After defeating the Nawab of Bengal, the British East India Company had assumed power in the east and was now eyeing the northern territory of India, which was being largely controlled by the Marathas. At the ‘Battle of Delhi’ in 1803, the Marathas were defeated by the English forces, which were led by General Lake. During the ‘Second Anglo-Maratha War,’ which took place from 1803 to 1805, the British forces led by Arthur Wellesley defeated the Marathas, which gave rise to a number of treaties in favor of the British. Finally, during the ‘Third Anglo-Maratha War,’ Peshwa Baji Rao II was defeated by the British, which marked the end of the Maratha rule.


An administrative system known as ‘Ashtapradhan’ was formed by Shivaji during his reign. This administrative system, which consisted of a council of eight ministers, formed the base of the Maratha administration. The eight ministers were ‘Peshwa’ (Prime Minister), ‘Amatya’ (Finance Minister), ‘Sachiv’ (Secretary), ‘Mantri’ (Interior Minister), ‘Senapati’ (Commander-in-Chief), ‘Sumant’ (Foreign Minister), ‘Nyayadhyaksh’ (Chief Justice), and ‘Panditrao’ (High Priest). Shivaji had maintained a secular administration, which allowed the practice of any religion, as per the choice of an individual. To improve the revenue of the empire, Shivaji abolished the ‘Jagirdari System’ and introduced the ‘Ryotwari System.’ He also imposed heavy tax on non-Maratha territories and threatened non-Maratha rulers with dire consequences, should they fail to cough up the taxes imposed on them by the Marathas.

As far as the military administration was concerned, Shivaji paid special interest in building a strong navy as he had realized its importance as early as 1654. When it came to the land-based armed forces of the Marathas, the standards of the infantry and artillery were comparable to that of the standards of the European forces. The Marathas used weapons like cannons, muskets, matchlocks, daggers, and spears among other weapons. They were also intelligent in the way they used their weapons. Keeping in mind the hilly nature of their territory, the Marathas chose light cavalry over heavy cavalry, which proved advantageous during their battles against the Mughals.

Notable Rulers & Generals

Shivaji – Apart from founding the empire, Shivaji was also responsible in turning the Maratha power into a prominent force. The great warrior king is revered even today by a huge sect of people in India.

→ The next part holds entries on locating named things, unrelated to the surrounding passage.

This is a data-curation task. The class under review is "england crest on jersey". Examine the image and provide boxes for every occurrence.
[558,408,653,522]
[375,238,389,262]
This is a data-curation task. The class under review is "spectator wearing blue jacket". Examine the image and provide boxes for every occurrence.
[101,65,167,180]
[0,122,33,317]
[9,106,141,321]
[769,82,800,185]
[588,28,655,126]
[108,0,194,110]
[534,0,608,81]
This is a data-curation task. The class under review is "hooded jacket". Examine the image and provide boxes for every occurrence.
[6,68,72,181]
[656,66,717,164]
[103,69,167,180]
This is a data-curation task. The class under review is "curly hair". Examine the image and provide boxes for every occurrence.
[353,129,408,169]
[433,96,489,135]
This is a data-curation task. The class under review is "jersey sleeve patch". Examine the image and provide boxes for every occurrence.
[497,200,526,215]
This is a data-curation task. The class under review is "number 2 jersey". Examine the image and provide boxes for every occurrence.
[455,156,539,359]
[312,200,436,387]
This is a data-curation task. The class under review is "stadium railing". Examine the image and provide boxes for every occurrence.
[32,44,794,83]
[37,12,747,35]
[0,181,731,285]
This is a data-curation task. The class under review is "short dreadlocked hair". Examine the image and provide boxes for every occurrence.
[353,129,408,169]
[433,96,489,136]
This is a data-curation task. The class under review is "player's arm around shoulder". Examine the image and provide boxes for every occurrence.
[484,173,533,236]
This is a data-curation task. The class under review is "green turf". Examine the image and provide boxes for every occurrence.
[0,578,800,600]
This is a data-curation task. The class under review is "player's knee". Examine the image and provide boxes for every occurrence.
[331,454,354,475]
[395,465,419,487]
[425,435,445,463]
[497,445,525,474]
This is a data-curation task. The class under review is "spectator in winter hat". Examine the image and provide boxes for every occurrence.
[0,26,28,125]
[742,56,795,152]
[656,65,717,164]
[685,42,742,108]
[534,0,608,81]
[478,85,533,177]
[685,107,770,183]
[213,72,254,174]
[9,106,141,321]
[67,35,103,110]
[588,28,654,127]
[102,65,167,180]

Sambhaji – After the demise of Shivaji, his eldest son Sambhaji ascended the throne and continued the expansion of his territory. However, Sambhaji came across as a cruel ruler as compared to his father.

Shahu – Under Shahu’s reign, the Maratha Empire saw a great expansion. He was also responsible for introducing the rule of the Peshwas within the Maratha Empire.

Tarabai Bhosale – Tarabai served as the regent of the empire from 1700 to 1708. She is largely credited for keeping the Mughals at bay after the demise of her husband, Chhatrapati Rajaram Bhosale.

Peshwa Balaji Vishwanath – Balaji Vishwanath was the sixth Prime Minister, who gained control of the empire during 18th century. During his reign as the Prime Minister, the Maratha Empire was expanded northwards.

Baji Rao – Baji Rao continued to expand the Maratha Empire. He was one of the reasons why Maratha Empire reached its pinnacle during his son’s reign. In his illustrious military career, which spanned across a couple of decades, Baji Rao remained undefeated in the battles.

Balaji Baji Rao – Also called as Nana Saheb, Balaji Baji Rao was one of the most important Prime Ministers of the empire as the actual king was nothing more than a mere figurehead during his tenure.

Madhav Rao I – Madhav Rao I was the fourth Peshwa of the empire. He became a Maratha Peshwa at a critical time, when the Marathas had lost the ‘Third Battle of Panipat.’ Hence, Madhav Rao I was largely responsible for rebuilding the empire, before it was finally annihilated by the British.